EMR Flashcards
What is EMR?
AWS Elastic MapReduce (EMR) is a cloud-based big data platform for processing large amounts of data. It utilizes open-source tools such as Apache Spark and Hadoop, along with several other leading open-source frameworks. It assists in data processing tasks such as web indexing, data transformations (ETL), machine learning, financial analysis, scientific simulation, and bioinformatics.
Features of EMR?
Scalability: AWS EMR allows you to quickly and easily scale your processing capacity. You can add or subtract cluster instances as your needs change, and you only pay for what you use.
Flexibility: EMR supports multiple big data frameworks, including Apache Spark, Hadoop, HBase, Presto, and Flink. It also integrates with other AWS services like AWS Glue, Amazon S3, DynamoDB, and more.
Speed: EMR is designed to process large data sets quickly and efficiently. It distributes the data and processing across a resizable cluster of Amazon EC2 instances.
Security: AWS EMR ensures data is stored securely, with options for encryption at rest and in transit. It is also integrated with AWS Lake Formation to provide granular data access control.
Cost-Effective: With AWS EMR, you can use EC2 Spot Instances to save on computing costs. You also have the option to use Reserved Instances for long-term workloads, or On-Demand Instances for short-term workloads.
What are the different components of EMR Cluster?
An Amazon Elastic MapReduce (EMR) cluster is essentially a collection of Amazon EC2 instances, known as nodes, that are running Hadoop. Each node in the cluster has a specific role or node type: master node, core node, and task node.
- Master Node: Every EMR cluster will always have at least one master node. The master node manages the cluster, runs software components to coordinate data distribution, and supervises tasks among other nodes for processing.
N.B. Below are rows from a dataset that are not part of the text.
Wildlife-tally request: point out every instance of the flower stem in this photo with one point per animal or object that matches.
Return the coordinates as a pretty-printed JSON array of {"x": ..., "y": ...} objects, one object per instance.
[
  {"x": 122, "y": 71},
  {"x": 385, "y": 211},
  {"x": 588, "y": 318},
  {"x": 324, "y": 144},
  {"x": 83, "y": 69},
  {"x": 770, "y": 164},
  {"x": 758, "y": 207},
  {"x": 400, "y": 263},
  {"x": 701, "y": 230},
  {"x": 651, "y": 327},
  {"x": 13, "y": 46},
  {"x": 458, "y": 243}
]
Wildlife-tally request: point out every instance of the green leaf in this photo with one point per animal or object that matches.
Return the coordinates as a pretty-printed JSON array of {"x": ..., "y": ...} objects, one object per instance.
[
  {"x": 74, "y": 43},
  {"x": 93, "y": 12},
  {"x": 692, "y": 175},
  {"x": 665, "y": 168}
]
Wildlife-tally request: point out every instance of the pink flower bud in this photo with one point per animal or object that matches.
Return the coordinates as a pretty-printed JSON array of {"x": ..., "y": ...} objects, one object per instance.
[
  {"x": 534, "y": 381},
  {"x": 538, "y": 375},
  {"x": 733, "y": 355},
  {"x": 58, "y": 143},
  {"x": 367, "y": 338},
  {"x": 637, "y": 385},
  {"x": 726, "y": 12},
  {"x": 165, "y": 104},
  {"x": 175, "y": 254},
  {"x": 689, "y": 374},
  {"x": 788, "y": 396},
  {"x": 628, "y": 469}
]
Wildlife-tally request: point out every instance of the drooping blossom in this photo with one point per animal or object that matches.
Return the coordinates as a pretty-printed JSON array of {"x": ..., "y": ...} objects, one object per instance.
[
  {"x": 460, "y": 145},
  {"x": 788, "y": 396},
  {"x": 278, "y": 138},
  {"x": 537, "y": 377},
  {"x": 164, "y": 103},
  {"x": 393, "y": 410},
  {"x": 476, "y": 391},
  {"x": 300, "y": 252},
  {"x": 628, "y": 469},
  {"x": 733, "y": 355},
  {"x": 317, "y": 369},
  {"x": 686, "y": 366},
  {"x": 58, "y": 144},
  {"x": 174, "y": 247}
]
It monitors the overall health of the cluster and tracks the status of tasks. A minimal single-node EMR cluster could just consist of a master node doing everything.
- Core Node: Core nodes run tasks and store data in the Hadoop Distributed File System (HDFS) or in the EMR File System (EMRFS) which enables data writing into S3. These nodes perform the actual work of processing and storing data across the cluster. In a multi-node cluster, there will be at least one core node.
- Task Node: Task nodes, a relatively new addition, only run tasks without storing any data in HDFS or EMRFS. These nodes are optional and are typically added when there’s a need for more processing capacity but no additional storage. Task nodes can be especially beneficial in EMR as it often uses S3 for storage. Using task nodes helps save money as you don’t pay for unnecessary storage.
It’s also worth noting that there’s no risk of data loss when removing a task node as it doesn’t store any data. Task nodes are well-suited for spot instances, which are an efficient way to add more capacity and cut costs on an EMR cluster. It may appear in the exam. If a spot instance goes down, it doesn’t affect the data or the functioning of the cluster since task nodes are used for extra processing capacity. Hence, using spot instances for task nodes is a recommended strategy for cost-efficient and dynamic cluster expansion.
What are the different types of clusters?
The text describes two main ways of using Amazon Elastic MapReduce (EMR): transient clusters and long-running clusters.
Transient Clusters: Transient clusters are temporary and automatically terminate once all assigned steps are complete. When setting up a transient cluster, you specify the type of hardware for the EMR cluster and define the processing steps. The cluster carries out these steps—such as loading data, processing data, and storing results—and shuts down automatically when it’s done. This strategy is cost-effective as you only pay for the time the cluster is operational. If you occasionally run one-off jobs, transient clusters are a good choice. They spin up resources, execute your job, and then shut down, potentially saving money.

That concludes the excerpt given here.